World / Asia-Pacific

Air defense zone called option

By An Baijie (China Daily) Updated: 2016-07-14 02:08

It will depend on 'level of threat' from others, senior diplomat says

Air defense zone called option

Flight attendants of Hainan Airlines arrive at Zhubi Reef in the South China Sea on Wednesday. The airplane was one of two airliners that landed for the first time on runways on Meiji Reef and Zhubi Reef.Feng Yongbin/China Daily

China could set up an air defense identification zone over the South China Sea if it felt threatened, a senior diplomat said on Wednesday amid rising maritime tensions caused by the Philippines' arbitration case.

Air defense zone called option

Liu Zhenmin

The declaration of such a zone, which would require aircraft entering the zone to identify themselves to the military, will depend on "the level of threat we receive", said Vice-Foreign Minister Liu Zhenmin.

"If our security is being threatened, of course we have the right to demarcate a zone.

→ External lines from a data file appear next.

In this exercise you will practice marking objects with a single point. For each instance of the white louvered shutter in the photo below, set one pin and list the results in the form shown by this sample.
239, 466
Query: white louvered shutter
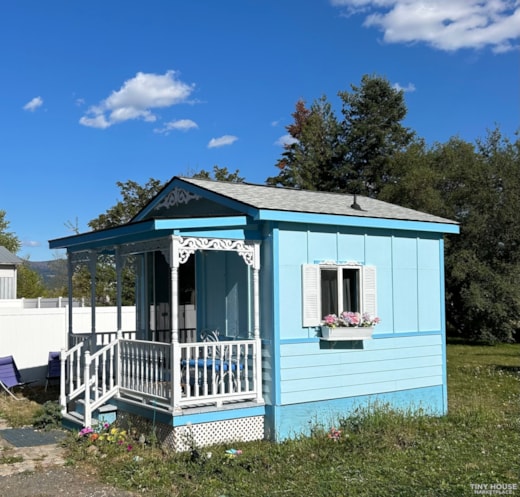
311, 295
369, 290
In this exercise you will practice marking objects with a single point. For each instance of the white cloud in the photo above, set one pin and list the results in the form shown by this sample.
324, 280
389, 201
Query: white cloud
406, 89
31, 243
179, 125
285, 140
136, 98
223, 140
444, 24
33, 104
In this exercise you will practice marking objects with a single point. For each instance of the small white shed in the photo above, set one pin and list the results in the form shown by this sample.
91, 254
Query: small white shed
8, 266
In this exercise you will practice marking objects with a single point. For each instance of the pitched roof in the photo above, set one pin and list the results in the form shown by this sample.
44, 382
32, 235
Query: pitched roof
7, 257
305, 201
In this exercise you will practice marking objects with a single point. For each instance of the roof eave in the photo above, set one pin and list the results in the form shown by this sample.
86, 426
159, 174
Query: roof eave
357, 221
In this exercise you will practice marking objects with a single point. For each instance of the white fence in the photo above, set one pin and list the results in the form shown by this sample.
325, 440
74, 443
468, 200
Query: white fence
30, 334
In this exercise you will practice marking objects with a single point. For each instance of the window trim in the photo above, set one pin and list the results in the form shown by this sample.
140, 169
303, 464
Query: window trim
311, 290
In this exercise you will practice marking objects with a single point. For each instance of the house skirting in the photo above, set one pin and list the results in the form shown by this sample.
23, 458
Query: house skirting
292, 420
199, 428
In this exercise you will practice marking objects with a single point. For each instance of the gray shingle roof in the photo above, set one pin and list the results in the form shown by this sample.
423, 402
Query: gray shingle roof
305, 201
7, 257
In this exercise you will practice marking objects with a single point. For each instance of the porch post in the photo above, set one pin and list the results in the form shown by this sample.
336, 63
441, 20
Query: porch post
119, 261
92, 269
256, 321
70, 271
174, 306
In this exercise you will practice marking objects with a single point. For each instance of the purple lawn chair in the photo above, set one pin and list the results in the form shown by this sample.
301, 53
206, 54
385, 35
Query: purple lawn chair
10, 376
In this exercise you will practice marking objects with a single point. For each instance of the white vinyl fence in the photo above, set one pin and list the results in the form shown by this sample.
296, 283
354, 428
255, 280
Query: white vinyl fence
30, 334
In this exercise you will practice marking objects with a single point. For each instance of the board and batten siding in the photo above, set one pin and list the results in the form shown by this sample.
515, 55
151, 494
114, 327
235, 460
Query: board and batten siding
310, 372
408, 265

This would depend on our overall assessment," Liu said, adding that other countries should not "take this opportunity to threaten China" and not "let it become the origin of a war".

"China's aim is to turn the South China Sea into a sea of peace, friendship and cooperation," he added.

Liu made the remarks at a news conference during which a white paper was released by the State Council Information Office. The five-chapter white paper elaborated on China's policy of adhering to "the position of settling through negotiation the disputes between China and the Philippines in the South China Sea".

Air defense zone called option

Guo Weimin

The core of the disputes between China and the Philippines lies in territorial issues caused by the Philippines' invasion and illegal occupation of some islands and reefs of the Nansha Islands, the white paper says.

Liu accused the five judges of the temporary Arbitral Tribunal at The Hague, which announced its ruling in the case on Tuesday, of "making money from the Philippines", adding that "maybe other people gave them money, too".

The tribunal, which ruled that China has no "historic title" over the South China Sea, has no jurisdiction over sovereignty issues, Liu said.

A Japanese former president of the International Tribunal for the Law of the Sea, Shunji Yanai, "manipulated the entire proceedings" from behind the scenes, Liu added.

The diplomat also questioned whether the five judges, four from EU countries and the Ghanaian chairman, a longtime resident of Europe, could understand the complex geographic politics of Asia.